Comme le groupe Mabrouk, détenteur de l’enseigne Monoprix et partenaire de Casino, ou le groupe Chaïbi, associé au géant Carrefour, Magasin général tient enfin un allié de classe mondiale pour appuyer son développement. Le rapprochement aurait été facilité par Saïd Aïdi, ex-ministre de la Formation professionnelle et de l’Emploi et ancien directeur Afrique et Moyen-Orient de HR Access (un éditeur de logiciels de gestion des ressources humaines), explique Imen Ben Ahmed. Le partenariat devrait rapidement déboucher sur la construction d’un hypermarché Auchan et de supermarchés en Tunisie, même si l’obtention des autorisations administratives et la rareté des terrains disponibles demeurent des freins importants à l’essor des distributeurs locaux.

Cours à la bourse de TunisL’autre axe majeur de la stratégie de Magasin général et de son nouveau partenaire concerne l’ouverture à l’international, en priorité en Libye, dès que la situation sécuritaire le permettra. Il rejoindra sur ce terrain le groupe Mabrouk, qui a déjà affiché ses ambitions dans le pays voisin et vient en outre d’annoncer l’ouverture de points de vente au Maroc. L’accord avec Auchan devrait enfin permettre de passer un cap dans la professionnalisation des équipes, grâce à des formations données en Tunisie ou en France. Présent dans douze pays et employant 269 000 salariés, le groupe français aura sans doute beaucoup à apprendre à son associé tunisien dans ce domaine.

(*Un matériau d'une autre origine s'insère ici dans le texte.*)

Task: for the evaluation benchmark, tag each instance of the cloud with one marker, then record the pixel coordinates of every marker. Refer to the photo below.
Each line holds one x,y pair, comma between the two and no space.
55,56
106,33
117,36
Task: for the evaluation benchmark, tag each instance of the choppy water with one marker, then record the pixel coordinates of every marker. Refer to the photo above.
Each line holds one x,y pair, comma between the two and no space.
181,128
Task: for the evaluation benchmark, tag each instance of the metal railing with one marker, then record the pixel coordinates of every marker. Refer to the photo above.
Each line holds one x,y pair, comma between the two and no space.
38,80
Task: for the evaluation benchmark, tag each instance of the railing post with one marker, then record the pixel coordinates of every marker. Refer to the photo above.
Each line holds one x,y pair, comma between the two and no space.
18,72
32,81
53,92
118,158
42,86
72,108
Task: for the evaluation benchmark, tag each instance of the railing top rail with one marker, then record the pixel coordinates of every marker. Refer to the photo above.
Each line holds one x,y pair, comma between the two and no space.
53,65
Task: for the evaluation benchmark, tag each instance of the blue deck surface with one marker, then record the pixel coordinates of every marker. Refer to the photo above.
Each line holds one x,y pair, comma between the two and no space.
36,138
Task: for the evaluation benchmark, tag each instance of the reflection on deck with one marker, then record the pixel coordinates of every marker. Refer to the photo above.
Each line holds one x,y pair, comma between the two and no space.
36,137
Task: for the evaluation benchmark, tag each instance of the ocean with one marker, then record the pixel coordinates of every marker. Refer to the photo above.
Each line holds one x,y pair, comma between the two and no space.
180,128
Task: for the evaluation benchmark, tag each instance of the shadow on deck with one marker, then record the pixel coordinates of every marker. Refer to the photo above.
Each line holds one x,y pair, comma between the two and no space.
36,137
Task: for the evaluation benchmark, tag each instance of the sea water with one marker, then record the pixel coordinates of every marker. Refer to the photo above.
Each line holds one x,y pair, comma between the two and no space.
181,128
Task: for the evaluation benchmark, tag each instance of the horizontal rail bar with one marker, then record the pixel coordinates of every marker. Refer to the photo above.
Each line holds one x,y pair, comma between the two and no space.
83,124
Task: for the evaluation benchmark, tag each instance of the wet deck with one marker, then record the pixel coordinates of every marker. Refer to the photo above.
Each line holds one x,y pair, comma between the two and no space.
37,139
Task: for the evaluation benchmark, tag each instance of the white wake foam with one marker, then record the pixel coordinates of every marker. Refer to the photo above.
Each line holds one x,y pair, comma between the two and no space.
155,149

Preuve de l’impact attendu de ce rapprochement, Magasin général prévoit d’atteindre en 2013 un chiffre d’affaires de 738,7 millions de dinars. Grâce à l’appui de la centrale d’achat d’Auchan, mais aussi à l’intégration de Promogro (enseigne spécialisée dans la vente en gros acquise en 2008), le pouvoir de négociation face aux fournisseurs sera aussi accru. La marge commerciale de Magasin général pourrait passer de 15,4 % à 18 % dès 2013. Elle se rapprocherait alors de celle de Monoprix, supérieure à 20 %. En dépit d’une augmentation prévisible de la masse salariale (8,2 % du chiffre d’affaires prévu en 2013), le résultat net poursuivrait son redressement : il pourrait atteindre 20 millions de dinars en 2013.

Refuge

Un optimisme partagé par les investisseurs présents sur la place de Tunis. Si le cours de l’action de Magasin général, dont 25 % du capital est coté en Bourse, avait chuté de 3,3 % en 2011, il a repris des couleurs en 2012, la progression du titre atteignant 17 % depuis le 1er janvier. « Compte tenu du parcours boursier cette année, nous recommandons de réaliser une partie des gains dans le cadre d’une stratégie de prise de bénéfices et de conserver le titre comme valeur de fond », juge Lilia Kamoun, analyste chez Tunisie Valeurs. Dans une économie nationale en plein marasme, le secteur de la distribution fait en effet plus que jamais figure de refuge pour les petits porteurs tunisiens.